Switching to solar energy affects endangered Florida panthers
01-12-2022

Switching to solar energy affects endangered Florida panthers

Florida is rapidly increasing the installation of utility-scale solar energy (USSE) facilities, aiming to decrease greenhouse gas emissions and mitigate climate change. Over the next decade, the solar capacity of the state is expected to increase from 1,743 to 12,537 megawatts. However, the expansion of sustainable energy comes with a cost: the installation of USSE facilities may significantly impede the habitats and movements of an already endangered species, the Florida panther.

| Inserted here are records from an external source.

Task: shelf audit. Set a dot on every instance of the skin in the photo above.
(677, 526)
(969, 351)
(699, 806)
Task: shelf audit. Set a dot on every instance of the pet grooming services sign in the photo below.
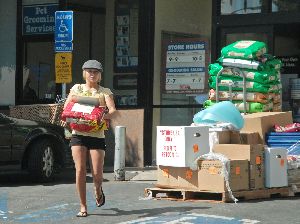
(185, 66)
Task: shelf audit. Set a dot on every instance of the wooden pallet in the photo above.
(183, 194)
(295, 189)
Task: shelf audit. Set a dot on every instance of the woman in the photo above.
(90, 143)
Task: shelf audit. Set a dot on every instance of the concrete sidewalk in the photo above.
(133, 174)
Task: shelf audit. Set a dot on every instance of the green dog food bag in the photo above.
(237, 85)
(265, 77)
(244, 49)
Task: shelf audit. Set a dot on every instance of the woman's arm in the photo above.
(110, 103)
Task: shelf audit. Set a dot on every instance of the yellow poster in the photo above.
(63, 67)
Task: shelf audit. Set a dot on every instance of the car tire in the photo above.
(41, 161)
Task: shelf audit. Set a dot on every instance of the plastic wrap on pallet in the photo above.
(225, 168)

This magnificent animal once ranged throughout the entire southeastern United States. Today, it is restricted to roughly five percent of its historical range in South Florida. The panthers need corridors for dispersal and have extremely large home ranges of up to 200 square miles. Their survival relies on their ability to move unimpeded from one protected area to another through wildlife corridors.

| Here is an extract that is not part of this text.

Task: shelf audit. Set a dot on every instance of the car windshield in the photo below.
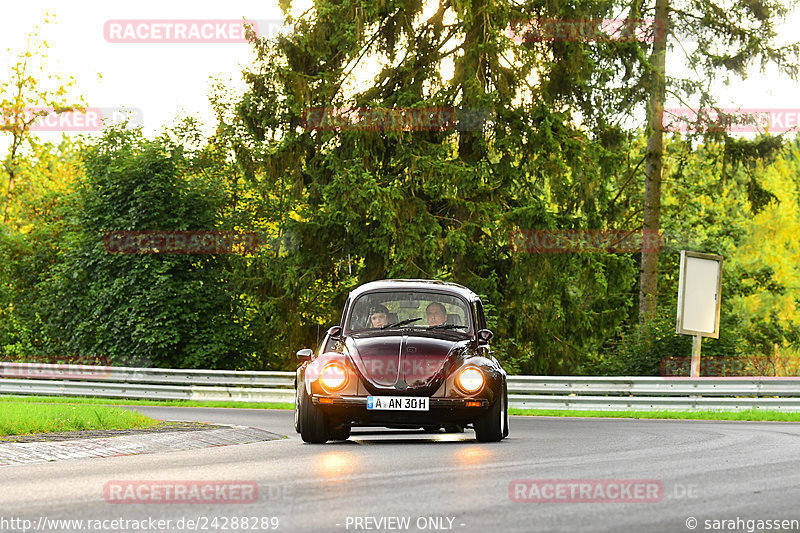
(409, 309)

By using panther radio-telemetry data collected by the Florida Fish and Wildlife Conservation Commission (FWC) from 1981 to 2020, a research team led by Florida Atlantic University (FAU) analyzed the impact the installation of USSE facilities may have on panther habitat suitability and mobility. The scientists found nine facilities located within major corridors currently used by Florida panthers, as well as over 20 other facilities that may impede to some degree the animals’ core habitats and dispersal areas.

“Our study suggests that in the drive to shift our energy production to carbon neutral sources, while maintaining maximum profitability, wildlife outside human dominated landscapes with large ranges and dispersal potentials may be pushed into less favorable habitat or cut off completely from available habitat by degradation of corridors,” said study senior author Olena V. Leskova, a doctoral student in Geosciences at FAU.

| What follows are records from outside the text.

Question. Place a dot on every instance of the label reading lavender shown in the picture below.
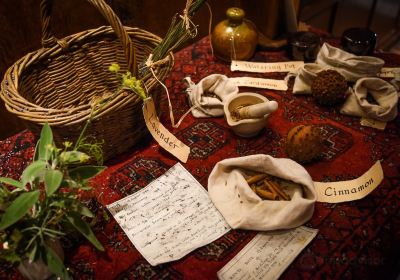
(170, 217)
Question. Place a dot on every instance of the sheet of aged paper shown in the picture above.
(170, 217)
(267, 255)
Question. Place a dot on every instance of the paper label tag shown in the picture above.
(342, 191)
(389, 72)
(266, 67)
(373, 123)
(163, 137)
(260, 83)
(267, 255)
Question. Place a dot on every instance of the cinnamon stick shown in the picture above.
(275, 187)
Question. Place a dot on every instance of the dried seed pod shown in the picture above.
(329, 88)
(304, 143)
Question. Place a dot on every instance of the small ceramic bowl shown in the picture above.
(244, 127)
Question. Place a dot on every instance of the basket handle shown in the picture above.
(49, 40)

“Formally protecting and enhancing the remaining corridors between core areas at the landscape-scale will potentially ameliorate, or mitigate, the impacts already evident after installation of some facilities, and may prevent foreseeable impacts with additional planned facilities,” added study co-author Scott H. Markwith, a professor of Geosciences at FAU.

“Restoring dispersal corridors and gene flow throughout Peninsular Florida is critical to the Florida panther, its prey, and ancillary species that benefit from a connected Florida ecosystem. This, in turn, will benefit biodiversity and species resiliency at the landscape-scale.”

The researchers expect other species, such as gopher tortoises, Florida scrub jays, eastern indigo snakes, Florida black bears, or Florida burrowing owls, to be affected by the building of these large facilities in parts of their territories too. 

The study is published in the Journal of Applied Ecology.